Di recente ho visto il film «I nostri ragazzi» di Ivan De Matteo e vogtlio porre all’attenzione uno degli aspetti su cui esso invita a riflettere, quella frase tremenda detta dalla ragazza: «solo per aver fatto fuori uno stupido barbone», o qualcosa di simile. Mi pare infatti che in questa considerazione, così bassa, della vita di una persona umana, possa influire una cultura diffusa che ogni giorno addita le persone senza fissa dimora qualificandole solo come problemi da risolvere, non facendosene carico, ma semplicemente sottraendoli alla nostra vita. Talvolta si chiama «degrado» la presenza, in certe parti della città, di rom, di senza tetto, o ubriachi, ossia di esseri umani, ridotti, certo, in situazioni esistenziali degradate, ma pur sempre esseri umani, con la stessa identica dignità del più ricco degli imprenditori. Tale modo di esprimersi rischia di diminuire, nell’opinione pubblica, il valore di persone umane di quegli individui.

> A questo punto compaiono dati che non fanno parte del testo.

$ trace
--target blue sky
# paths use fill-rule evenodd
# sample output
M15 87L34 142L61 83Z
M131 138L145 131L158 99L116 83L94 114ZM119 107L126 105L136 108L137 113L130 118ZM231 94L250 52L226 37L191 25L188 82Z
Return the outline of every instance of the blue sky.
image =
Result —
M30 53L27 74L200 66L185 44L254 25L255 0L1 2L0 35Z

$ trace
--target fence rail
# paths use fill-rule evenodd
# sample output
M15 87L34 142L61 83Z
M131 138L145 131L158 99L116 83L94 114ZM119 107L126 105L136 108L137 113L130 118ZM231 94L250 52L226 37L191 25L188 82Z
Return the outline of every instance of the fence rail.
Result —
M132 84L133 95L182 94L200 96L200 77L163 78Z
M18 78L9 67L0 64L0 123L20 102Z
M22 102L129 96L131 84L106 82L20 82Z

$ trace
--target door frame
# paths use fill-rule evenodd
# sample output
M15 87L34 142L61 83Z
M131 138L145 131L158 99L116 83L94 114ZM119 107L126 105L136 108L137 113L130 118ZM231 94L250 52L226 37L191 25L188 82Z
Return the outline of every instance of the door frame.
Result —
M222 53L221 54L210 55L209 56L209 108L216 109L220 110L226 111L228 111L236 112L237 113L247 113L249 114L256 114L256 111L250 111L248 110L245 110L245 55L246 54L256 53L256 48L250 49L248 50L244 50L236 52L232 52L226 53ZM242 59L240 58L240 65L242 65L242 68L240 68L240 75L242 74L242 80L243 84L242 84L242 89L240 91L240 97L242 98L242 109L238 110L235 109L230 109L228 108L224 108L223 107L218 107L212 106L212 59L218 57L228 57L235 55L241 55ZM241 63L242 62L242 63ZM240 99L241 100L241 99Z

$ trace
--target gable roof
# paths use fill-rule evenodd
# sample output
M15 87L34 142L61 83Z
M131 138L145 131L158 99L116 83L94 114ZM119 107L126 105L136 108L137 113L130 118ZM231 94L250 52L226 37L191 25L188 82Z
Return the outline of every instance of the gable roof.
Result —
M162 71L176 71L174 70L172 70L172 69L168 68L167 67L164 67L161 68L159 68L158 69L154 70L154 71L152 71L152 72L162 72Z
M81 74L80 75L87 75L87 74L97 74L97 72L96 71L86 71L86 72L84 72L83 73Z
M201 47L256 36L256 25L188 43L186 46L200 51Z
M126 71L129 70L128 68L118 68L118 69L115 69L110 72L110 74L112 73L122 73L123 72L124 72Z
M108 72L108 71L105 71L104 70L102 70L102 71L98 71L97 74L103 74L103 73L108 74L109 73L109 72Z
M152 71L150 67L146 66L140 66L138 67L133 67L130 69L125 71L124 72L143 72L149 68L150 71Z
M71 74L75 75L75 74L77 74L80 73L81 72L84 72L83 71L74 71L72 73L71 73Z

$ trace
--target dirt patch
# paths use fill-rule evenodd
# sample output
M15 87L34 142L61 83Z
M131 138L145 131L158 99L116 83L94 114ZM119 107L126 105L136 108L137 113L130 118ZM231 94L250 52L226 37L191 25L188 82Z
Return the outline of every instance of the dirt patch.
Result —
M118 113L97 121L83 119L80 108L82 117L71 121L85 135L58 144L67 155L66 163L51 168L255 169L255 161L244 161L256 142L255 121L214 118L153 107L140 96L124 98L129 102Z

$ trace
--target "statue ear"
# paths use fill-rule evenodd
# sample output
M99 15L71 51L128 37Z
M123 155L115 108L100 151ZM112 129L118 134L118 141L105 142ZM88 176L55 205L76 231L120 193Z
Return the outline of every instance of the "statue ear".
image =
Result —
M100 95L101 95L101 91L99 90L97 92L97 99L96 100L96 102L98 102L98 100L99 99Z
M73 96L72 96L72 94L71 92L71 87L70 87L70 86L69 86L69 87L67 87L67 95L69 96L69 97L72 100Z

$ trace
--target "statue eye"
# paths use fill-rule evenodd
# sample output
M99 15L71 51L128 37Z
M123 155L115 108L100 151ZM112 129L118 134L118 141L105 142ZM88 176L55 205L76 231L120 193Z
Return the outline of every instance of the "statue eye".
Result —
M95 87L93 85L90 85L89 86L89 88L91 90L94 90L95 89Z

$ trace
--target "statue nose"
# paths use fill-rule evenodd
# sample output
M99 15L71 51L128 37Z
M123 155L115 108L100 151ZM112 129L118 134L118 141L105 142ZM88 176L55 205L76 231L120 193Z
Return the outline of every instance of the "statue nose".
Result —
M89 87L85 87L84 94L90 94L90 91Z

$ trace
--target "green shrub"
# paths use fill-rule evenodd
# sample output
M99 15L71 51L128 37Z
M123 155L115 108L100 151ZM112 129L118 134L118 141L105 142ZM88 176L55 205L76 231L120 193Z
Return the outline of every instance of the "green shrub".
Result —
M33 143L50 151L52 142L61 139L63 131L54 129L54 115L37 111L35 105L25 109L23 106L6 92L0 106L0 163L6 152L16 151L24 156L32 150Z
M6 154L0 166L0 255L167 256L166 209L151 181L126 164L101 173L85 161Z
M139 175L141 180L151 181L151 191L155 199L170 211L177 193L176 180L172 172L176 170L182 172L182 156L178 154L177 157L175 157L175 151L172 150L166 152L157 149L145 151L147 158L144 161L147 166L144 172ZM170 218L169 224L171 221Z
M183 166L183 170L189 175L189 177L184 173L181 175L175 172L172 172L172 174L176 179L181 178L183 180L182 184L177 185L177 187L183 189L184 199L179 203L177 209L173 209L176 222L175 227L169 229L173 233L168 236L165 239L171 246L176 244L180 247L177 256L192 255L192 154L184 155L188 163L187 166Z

Penso che abbiamo tutti bisogno di «risciacquare i nostri panni» in una compassione simile a quel grande insegnamento di Madre Teresa, che vedeva nei poveri e nei derelitti dei fratelli da aiutare, da ricondurre alla loro dignità, se non addirittura, per chi crede, la presenza del Cristo sofferente. Questo è l’augurio che faccio a me per prima e a tutti noi, per creare una società più giusta ed umana.

Chiara GaspariFirenze

Sui tanti film che in questo ultimo periodo ci presentano esempi di «giovani fragili» con il loro «male di vivere» o la loro arroganza invito a rileggere l’editoriale del nostro Direttore, Andrea Fagioli, pubblicato sull’ultimo numero del settimanale, a commento del suicidio-omicidio dei due giovani a Milano. Quanto invece all’insofferenza crescente verso «emarginati» e «diversi», concordo con la nostra lettrice. Si stanno diffondendo ordinanze di sindaci che vietano l’accattonaggio nei centri storici o addirittura che confinano in zone periferiche anche i volontari che si occupano di assistere queste persone. Però una cosa è la compassione (nel senso etimologico) che un cristiano deve sempre avere e che deve muovere la sua carità verso il fratello sofferente, altro le responsabilità di chi amministra la cosa pubblica che si trova talvolta ad affrontare situazioni esplosive anche per l’ordine pubblico e deve mostrare saggezza e moderazione. Che male fa un mendicante che chiede l’elemosina ad un semaforo o all’uscita da una chiesa? Chi passa è libero di donare qualcosa o di ignorarlo, secondo quanto gli detta la sua coscienza. Ma se un’organizzazione criminosa organizzasse questo accattonaggio in modo sistematico e magari anche con modi aggressivi o utilizzando minori, un sindaco potrebbe far finta di niente? Con il rischio anche di portare le persone all’esasperazione e renderle incapaci di distinguere tra il povero vero e chi se ne approfitta? Come vede non esistono soluzioni facili per un problema complesso ed ineliminabile. Ma sul piano personale dobbiamo sforzarci di dare un nome a queste persone, di vederle come persone, tali e uguali a noi, di fermarci ad ascoltare le loro storie, di non voltare lo sguardo alle loro necessità.